Ицхак Назри! Злой гений Евно Азефа, его антитеза, как может явиться противоположностью носителю адского зла верный заветам Господа Ангел. Жизнь Азефа была продолжительным и страшным приключением. Рогатый Ангел, он боролся с двойным злом: совершая террористические акты против зарвавшихся чиновников, он боролся с изжившим себя самодержавием. Предавая своих товарищей, он вел борьбу со злом революционности. Ему ли было не знать, какими гильотинами завершилась Французская революция!
Утешение было недостаточным. Весь день Азеф чувствовал досаду, и эта досада помогала ему в работе, когда они таскали землю из котлована, предназначенного для неведомого строительства.
Вечером, незадолго до сна, разгорелся спор.
— Все, что вы не будете просить в молитве, — произнес Ицхак Назри, — верьте, что получите, — и будет вам.
— Свободы! — с горящими глазами сказал Левий Бенцион. — Свободы и смерти нашим тюремщикам! Если бы Бог был милостив, он бы покарал наших врагов. Что же он медлит?
— Еще не исполнилось предначертанное, — сказал священник. — Верьте — и будет вам.
Подумав, он негромко добавил:
— Что говорить, заблудшие овцы — вот кто они. Молитесь за спасение душ врагов своих, и отмеряно вам будет по справедливости.
— Что за бредовая идея! — вспыхнул Андрей Дитерикс. — Молиться за тех, кто уничтожает твой род и твое племя.

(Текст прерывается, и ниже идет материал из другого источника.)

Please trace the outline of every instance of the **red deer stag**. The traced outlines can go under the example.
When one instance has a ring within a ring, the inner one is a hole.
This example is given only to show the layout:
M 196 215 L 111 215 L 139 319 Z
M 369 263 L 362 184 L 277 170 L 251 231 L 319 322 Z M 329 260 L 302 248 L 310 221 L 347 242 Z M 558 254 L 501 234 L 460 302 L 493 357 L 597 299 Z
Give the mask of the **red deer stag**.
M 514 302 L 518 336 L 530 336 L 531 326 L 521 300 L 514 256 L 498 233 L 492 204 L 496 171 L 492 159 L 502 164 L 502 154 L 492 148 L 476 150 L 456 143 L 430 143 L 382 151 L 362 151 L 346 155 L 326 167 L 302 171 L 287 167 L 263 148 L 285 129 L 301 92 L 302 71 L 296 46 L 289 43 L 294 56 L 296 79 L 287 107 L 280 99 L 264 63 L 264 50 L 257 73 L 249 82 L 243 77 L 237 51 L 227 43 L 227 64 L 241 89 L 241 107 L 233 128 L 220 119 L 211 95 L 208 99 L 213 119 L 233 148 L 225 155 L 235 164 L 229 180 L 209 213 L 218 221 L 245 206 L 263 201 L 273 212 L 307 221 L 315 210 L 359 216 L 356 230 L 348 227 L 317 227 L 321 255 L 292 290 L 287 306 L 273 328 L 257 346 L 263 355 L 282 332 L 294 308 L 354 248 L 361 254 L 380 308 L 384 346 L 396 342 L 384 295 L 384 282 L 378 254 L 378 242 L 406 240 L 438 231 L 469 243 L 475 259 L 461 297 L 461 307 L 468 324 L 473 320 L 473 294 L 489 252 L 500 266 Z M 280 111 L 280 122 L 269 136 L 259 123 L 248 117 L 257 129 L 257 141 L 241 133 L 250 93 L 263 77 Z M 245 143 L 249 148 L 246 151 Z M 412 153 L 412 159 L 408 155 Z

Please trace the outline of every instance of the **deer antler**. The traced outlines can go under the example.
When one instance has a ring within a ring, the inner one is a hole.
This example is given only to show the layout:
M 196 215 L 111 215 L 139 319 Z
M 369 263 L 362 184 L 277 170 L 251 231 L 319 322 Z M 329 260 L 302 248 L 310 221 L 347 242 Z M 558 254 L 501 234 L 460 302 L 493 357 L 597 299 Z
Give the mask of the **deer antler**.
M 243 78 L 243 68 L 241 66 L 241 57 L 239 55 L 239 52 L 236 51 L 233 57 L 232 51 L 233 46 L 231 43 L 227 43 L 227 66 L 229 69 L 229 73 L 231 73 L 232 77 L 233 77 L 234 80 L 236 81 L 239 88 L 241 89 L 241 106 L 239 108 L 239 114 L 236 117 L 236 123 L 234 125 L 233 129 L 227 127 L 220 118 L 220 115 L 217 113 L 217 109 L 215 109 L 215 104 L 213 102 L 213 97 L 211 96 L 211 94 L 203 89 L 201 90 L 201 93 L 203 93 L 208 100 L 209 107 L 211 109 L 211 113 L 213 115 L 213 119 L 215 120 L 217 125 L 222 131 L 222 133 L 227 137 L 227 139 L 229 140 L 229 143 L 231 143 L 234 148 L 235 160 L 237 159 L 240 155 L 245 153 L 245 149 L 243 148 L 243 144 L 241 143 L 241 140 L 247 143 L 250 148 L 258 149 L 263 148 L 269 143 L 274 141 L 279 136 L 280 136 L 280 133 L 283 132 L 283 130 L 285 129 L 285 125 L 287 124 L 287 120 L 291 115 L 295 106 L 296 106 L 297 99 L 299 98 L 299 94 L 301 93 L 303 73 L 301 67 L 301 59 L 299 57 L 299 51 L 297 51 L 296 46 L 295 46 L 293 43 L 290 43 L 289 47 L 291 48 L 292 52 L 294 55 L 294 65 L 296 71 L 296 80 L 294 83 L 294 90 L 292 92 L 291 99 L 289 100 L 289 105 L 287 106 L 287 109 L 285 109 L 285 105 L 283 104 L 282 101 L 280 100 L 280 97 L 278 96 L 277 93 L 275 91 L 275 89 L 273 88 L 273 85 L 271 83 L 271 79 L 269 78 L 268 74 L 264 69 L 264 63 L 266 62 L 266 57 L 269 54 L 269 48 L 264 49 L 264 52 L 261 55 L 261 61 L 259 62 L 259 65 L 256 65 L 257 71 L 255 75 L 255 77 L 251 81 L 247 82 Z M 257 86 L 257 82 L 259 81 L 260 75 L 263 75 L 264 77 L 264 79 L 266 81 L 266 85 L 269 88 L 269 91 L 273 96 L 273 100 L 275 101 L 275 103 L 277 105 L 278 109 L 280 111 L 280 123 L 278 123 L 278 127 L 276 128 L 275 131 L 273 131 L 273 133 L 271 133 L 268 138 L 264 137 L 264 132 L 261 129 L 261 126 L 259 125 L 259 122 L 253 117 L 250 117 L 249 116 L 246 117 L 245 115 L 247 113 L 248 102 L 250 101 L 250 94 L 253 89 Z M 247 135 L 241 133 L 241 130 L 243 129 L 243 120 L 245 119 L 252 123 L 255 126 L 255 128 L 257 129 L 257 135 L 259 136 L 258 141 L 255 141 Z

— Наш Бог — Бог живых, а не мертвых, — сказал ему Назри. — Придет время, и все будут воскрешены. И каждому будет воздано по делам, что он творил.
В эту ночь Азеф не спал.
Он давно бросил курить, тогда ему еще не было пятидесяти. Но бессонной ночью он мучился от отсутствия никотина. Чертов священник! Он опять напомнил, что у Азефа был свой Бог, и этот Бог был Богом мертвых. Все были жертвами — и те, кого он отдавал на заклание своим террористам, и сами террористы, которых он после совершения террористического акта передавал охранке. Он жил в обреченном мире, только теперь это пришло в голову Евно. В этом мире он пользовался незримой властью и обрекал других на смерть, но при этом и сам был обреченным. Жизнь, наполненная приключениями! Какие, к черту, приключения? Сначала он испугался, что не закончит свое обучение в Европе, потом боялся, что его разоблачат. И еще он боялся, что настанет время, и охранка поймет его двойную игру, и тогда он, Азеф, перестанет быть нужным. Он сросся со шкурой осведомителя, он предавал, потому что круговерть тайной жизни захватила его. Однажды написанный донос должен был подтверждаться другими предательствами. Смерть жила вокруг него, и Азеф жил в ядовитой атмосфере ее дыхания, которая называлась страхом. Даже когда он вырвался из круга и старательно доказывал себе, что освободился, страх не отпускал его до самого дня ареста гестапо.
Слова Назри открыли ему глаза, и Евно Азеф ненавидел за это священника, а потому отныне его доносы, полные объективности, стали лживыми. Они обвиняли священника в тех грехах, которые он не совершал. Евно Азеф назвал священника главой лагерного Сопротивления.
— Вы действительно так считаете? — спросил фон Пиллад, просматривая очередной донос, оформленный рукой Азефа и. подписанный им давней и, казалось, уже забытой кличкой «Раскин».
— Кажется, я не давал вам оснований для недоверия, — огрызнулся Азеф. — В конце концов я не единственный ваш осведомитель, и вы можете проверить мои слова через других.